All are welcome at the Symposium on Geometry Processing 2023.
Attendees, presenters, volunteers and sponsors are subject to the SGP 2023 Code of Conduct.


Theodore Kim
Yale University

The Character of Computer Animation Research

Like all areas of research, physics-based simulation for computer animation encapsulates a core set of foundational problems. These include the simulation of smoke, water, and solids such as muscles and skin, efficient ways of controlling these simulations, and methods for dealing with their geometry. But where did these formulations come from, and how universal are they? In this talk, I will discuss their historical provenance. Far from being universal, they are highly tailored to analog-era industrial techniques from Walt Disney Animation Studios and Industrial Light and Magic. How does this then shape our perceptions, and what counts as valid research problems and solutions? I will not have many answers, but I hope to raise a few questions.

Alexander Bobenko
Technical University Berlin

Structure preserving discretizations: Towards generalizations of conformal maps and circle patterns

Structure-preserving discretization in the field of geometry is the paradigm of discrete differential geometry. Here, of course, deciding which of the structures are to be taken into account is a nontrivial problem. In some aspects, the discrete theory turns out to be even richer than its smooth counterpart. It focuses on developing constructive methods, which allow one to prove natural existence and uniqueness results, as well as the corresponding convergence statements.

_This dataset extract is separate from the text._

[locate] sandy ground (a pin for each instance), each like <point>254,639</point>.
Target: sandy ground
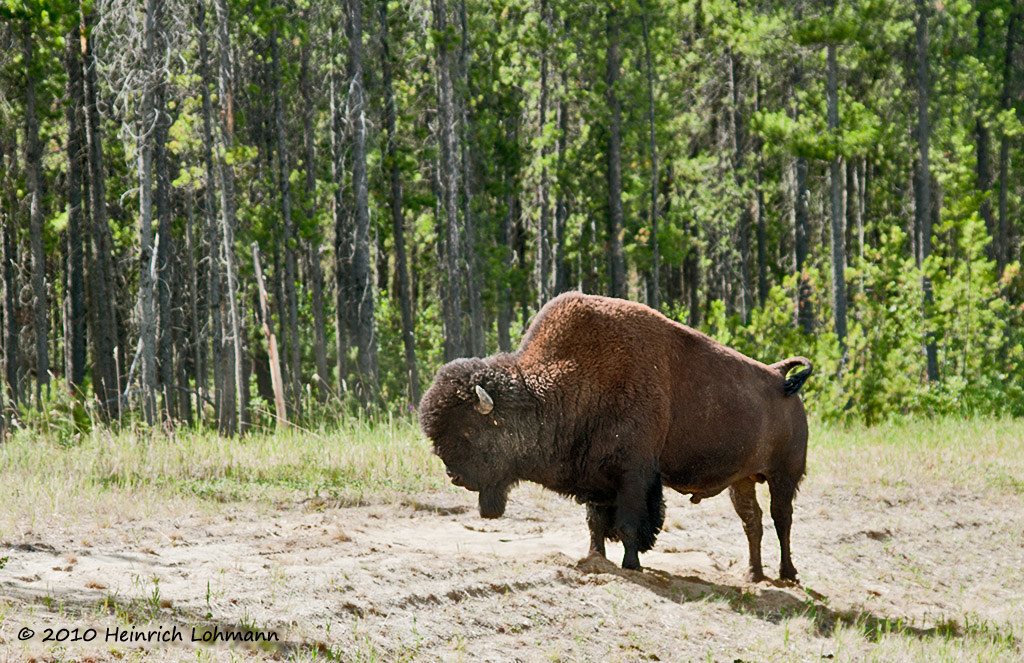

The well-established theory of discrete conformal maps and circle patterns has already found numerous applications in geometry processing. We present their generalizations beyond the conformal limit: decorated discrete conformal maps and ring patterns, which share the corresponding existence and uniqueness statements. The theory and construction methods are based on variational principles. We also briefly explain how structure preserving discretizations recently helped to answer the long-standing question whether a surface in three-space is uniquely determined by its metric and curvatures (Bonnet problem).

Graduate School

Functional Correspondence from Discrete Geometry to Learning

July 1st, 9:00 - 10:30

Geometry processing is a vital component for solving 3D shape-matching problems that have significant relevance in enabling various downstream tasks like artistic designs, CAD modeling, and medical analysis. With the advent of data-driven solutions, flexible alignment techniques have become essential tools to unleash the potential of deep learning methods. This tutorial introduces the Functional Maps paradigm, one of the main frameworks for the past decade. We will explain the main concepts of this elegant and flexible framework on graphs, and then develop the necessary tools for triangular mesh cases. We will review the crucial steps of this long-standing literature, from its inception to the advent of geometric deep learning. Additionally, we will highlight the latest and most promising research directions, giving participants a comprehensive understanding of the current state-of-the-art in this field.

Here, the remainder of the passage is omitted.